[Editor's Note: This post is completely out of order but since I'm already so far behind, whatever.]
I can’t believe it has already been 6 weeks since we arrived in Nairobi but it’s been nothing short of a whirlwind. We’re either working, adventuring, drinking, or commuting. It’s one thing to the next.
But what does that really entail? Let me share…
We’ve been safaring, canoeing, hiking, and soon to be white water rafting. We’ve adopted an elephant, said “what-up” to a lion, and saw a pack of cheetahs take down a baby gazelle. Circle of Life.
Here are some elephants drinking water at Amboseli National Park.
There’s a growing social enterprise start-up scene in Nairobi. Not to sound corny but there’s an entrepreneurial vibe in the air. You either hustle or be hustled.
Sanergy is one of the most successful social enterprises in the world. We just won the Saphati Sanitation Award (beating out the founder of World Toilet Day!) and our growth is only continuing.
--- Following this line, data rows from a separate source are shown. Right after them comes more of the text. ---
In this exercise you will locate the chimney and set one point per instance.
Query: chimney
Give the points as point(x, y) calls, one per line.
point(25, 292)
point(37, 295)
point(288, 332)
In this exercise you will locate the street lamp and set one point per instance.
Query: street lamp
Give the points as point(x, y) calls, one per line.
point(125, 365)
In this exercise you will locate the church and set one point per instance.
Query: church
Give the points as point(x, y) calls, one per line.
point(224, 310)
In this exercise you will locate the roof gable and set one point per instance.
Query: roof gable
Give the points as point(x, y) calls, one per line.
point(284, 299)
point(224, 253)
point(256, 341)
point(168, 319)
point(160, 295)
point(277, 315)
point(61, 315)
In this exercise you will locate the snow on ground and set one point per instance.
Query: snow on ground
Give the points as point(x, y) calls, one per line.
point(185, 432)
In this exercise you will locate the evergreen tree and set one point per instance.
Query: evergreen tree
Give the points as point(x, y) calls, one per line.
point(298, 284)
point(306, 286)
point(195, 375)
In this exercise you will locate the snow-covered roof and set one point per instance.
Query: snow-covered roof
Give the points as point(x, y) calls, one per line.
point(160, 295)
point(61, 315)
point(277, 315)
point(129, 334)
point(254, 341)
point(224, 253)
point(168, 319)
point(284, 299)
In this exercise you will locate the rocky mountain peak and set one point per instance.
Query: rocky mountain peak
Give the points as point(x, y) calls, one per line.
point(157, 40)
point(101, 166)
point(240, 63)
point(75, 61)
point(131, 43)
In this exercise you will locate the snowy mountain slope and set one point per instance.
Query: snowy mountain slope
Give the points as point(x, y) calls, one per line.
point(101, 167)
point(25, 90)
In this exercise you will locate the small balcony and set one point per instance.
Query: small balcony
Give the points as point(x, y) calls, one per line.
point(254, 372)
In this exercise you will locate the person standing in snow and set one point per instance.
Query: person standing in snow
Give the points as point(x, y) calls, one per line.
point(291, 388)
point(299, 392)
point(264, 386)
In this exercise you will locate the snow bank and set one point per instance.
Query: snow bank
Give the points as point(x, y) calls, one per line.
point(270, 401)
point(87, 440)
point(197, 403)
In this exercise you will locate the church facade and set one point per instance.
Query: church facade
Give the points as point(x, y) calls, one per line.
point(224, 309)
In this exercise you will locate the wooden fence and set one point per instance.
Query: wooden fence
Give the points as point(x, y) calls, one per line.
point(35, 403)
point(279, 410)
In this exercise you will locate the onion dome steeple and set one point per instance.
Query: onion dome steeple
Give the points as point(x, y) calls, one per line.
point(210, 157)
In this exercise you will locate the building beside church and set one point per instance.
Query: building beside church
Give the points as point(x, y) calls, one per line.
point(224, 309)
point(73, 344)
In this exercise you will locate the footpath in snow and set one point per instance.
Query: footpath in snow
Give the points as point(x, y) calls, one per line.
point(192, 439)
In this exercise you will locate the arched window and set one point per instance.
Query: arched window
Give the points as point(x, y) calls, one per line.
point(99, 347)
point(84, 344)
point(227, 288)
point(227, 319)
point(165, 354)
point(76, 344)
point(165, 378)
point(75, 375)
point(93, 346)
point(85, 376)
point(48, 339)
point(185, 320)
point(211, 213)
Which brings us to why Kyla and I are here. That growth doesn’t mean more money in corporate pockets (not a bad thing) but more people having access to clean sanitation. Or even more bluntly, an actual toilet to crap in. Flying toilets (pooping in a plastic bag and just throwing it…Literally.) are a real issue in the informal settlements and wreak havoc on the local welfare.
Here’s one of our toilets. See all that plastic on the ground? Yeah, they’re former flying toilets.
I’m not doing the “holier than thou” international development preach but it just feels good making a difference.
#3 The People
Pretty freakin’ cool if you ask me. Here’s us with two of our roommates.
Who puts sugar in their Beer? Kenyans. They love the stuff. It’s in so many beers that the export now smartly advertise that theirs don’t contain it.
Tusker is the national beer of choice and criticizing it in public would lead to a large confrontation. Besides being sugary, it’s also really weak – 3.6% alcohol?! It was the cause of an earlier Kyla “flu” problem but if it’s the only thing available, you drink it.
Thankfully, Kenya offers a pretty wide selection with Guiness Export being my beer of choice (And yes, I’m too much of a wuss to handle the real stuff). A local brewery (Sierra) nearby makes a damn fine amber and stout as well.
The bain of our existence. When we’re lucky (and I’m lucky 4 days a week) the commute is terrific and only a 10 minute walk. But those other days are miserable. Although the Mukuru office is only 8 miles away, it can take up to 2 hours. I’ve commuted in Chicago. I’ve commuted in D.C.
It doesn’t compare.
I was actually able to find a handy chart that compares traffic around the world based on how painful it is. Nairobi is #4.
So yeah. That’s what we’re up to.
Future posts will be more specific as to the exact adventures (the Amboseli one is actually too long) and the craziness that always ensues.
If you made it this far, you’re awesome.